A signal was caught during open().

It seems we can't rely on open not returning -1/EINTR for a filesystem open.

Maybe we should use a different errno from vfs_aio_pthread to signal *real* async open in-progress, so we can distinguish it from a failing open with -1/EINTR.
Comment 3 Jeremy Allison 2017-06-20 16:59:49 UTC
Yeah let's find out the *exact* circumstances before we start rushing to make changes here. What OS, what filesystem, what type of file etc.

This code has been robust for a *long* while, so what changed for them ?
Comment 4 Jeremy Allison 2017-06-20 17:02:57 UTC
To be blunt - if open (2) on a filesystem file can return EINTR then we're screwed in many more code paths than just this one.

This has never been the case on just about any system I've ever worked on (and I've worked on a lot :-). On a fifo or filsysytem pipe etc. maybe. But not on a regular file.
Comment 5 Jeremy Allison 2017-06-20 17:11:37 UTC
If a system returns -1,EINTR on open (2)
the fix should be a custom patch that does:

$ git diff
diff --git a/source3/modules/vfs_default.c b/source3/modules/vfs_default.c
index d339f39aa06..cb87ad2b026 100644
--- a/source3/modules/vfs_default.c
+++ b/source3/modules/vfs_default.c
@@ -566,7 +566,10 @@ static int vfswrap_open(vfs_handle_struct *handle,
                goto out;

-       result = open(smb_fname->base_name, flags, mode);
+       do {
+               result = open(smb_fname->base_name, flags, mode);
+       } while (result == -1 && errno == EINTR);
        return result;

because that system is broken :-).
Comment 6 Ralph Böhme 2017-06-22 17:11:07 UTC
I guess what happens is that we somehow mistakenly did a blocking open on a file that is kernel oplocked by another process.

We do a blocking open on a file when be the oplock holding smbd released the oplock and we got signalled via dbwrap_watch on the locking.tdb record of the file.

So the real question is: why is the second blocking open still being blocked? Race condition? Something else?

This would also mean that checking for EINTR in vfs_default is probably not the correct fix.
Comment 7 Jeremy Allison 2017-06-22 17:33:04 UTC
But we shouldn't be doing the open on a file with a kernel oplock, we should have requested the holding smbd to remove that oplock before trying to do an open.
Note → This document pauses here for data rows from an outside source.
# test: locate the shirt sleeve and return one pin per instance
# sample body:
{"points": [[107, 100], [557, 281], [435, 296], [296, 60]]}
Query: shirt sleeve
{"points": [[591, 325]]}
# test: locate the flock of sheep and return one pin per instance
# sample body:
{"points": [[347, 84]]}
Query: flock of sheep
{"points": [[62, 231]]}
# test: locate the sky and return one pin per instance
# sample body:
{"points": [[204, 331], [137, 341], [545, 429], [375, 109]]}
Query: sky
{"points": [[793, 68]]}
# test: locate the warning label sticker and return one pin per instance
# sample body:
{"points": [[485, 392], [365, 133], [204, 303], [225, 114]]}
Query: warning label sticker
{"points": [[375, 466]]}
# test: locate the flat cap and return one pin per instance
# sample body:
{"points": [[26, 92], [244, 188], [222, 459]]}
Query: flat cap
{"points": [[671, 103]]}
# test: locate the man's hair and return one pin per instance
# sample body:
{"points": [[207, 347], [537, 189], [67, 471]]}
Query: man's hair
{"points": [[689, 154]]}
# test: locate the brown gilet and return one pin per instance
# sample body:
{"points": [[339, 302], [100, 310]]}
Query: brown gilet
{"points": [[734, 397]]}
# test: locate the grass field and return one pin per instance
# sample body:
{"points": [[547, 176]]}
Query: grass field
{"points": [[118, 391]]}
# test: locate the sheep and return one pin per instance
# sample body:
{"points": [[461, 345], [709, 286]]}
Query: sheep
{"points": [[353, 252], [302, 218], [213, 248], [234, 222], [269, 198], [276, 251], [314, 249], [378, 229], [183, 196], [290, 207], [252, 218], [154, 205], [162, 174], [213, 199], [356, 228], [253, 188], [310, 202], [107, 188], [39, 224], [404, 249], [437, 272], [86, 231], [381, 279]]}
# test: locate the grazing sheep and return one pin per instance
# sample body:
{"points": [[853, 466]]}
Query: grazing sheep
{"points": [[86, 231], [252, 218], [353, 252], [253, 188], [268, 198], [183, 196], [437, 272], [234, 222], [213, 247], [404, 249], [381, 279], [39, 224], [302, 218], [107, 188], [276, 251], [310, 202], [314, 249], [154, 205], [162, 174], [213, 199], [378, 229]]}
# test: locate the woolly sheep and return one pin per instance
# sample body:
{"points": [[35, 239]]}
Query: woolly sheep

Looking briefly at the logic inside oplock.c we do remove the kernel oplock under lock, so the sending smbd shouldn't be proceeding until the kernel oplock is gone.
Comment 8 Ralph Böhme 2017-06-22 20:26:52 UTC
(In reply to Jeremy Allison from comment #7)
Exactly, something is fishy here. For some unknown reason we are doing a blocking open on a kernel oplocked file that later get's the EINTR.
Comment 9 Jeremy Allison 2017-06-22 20:28:31 UTC
Can we get a reproducer that shows how we end up in this position ?

I'm glad though - I was pretty sure that under normal conditions no system returns -1,EINTR on a disk file :-).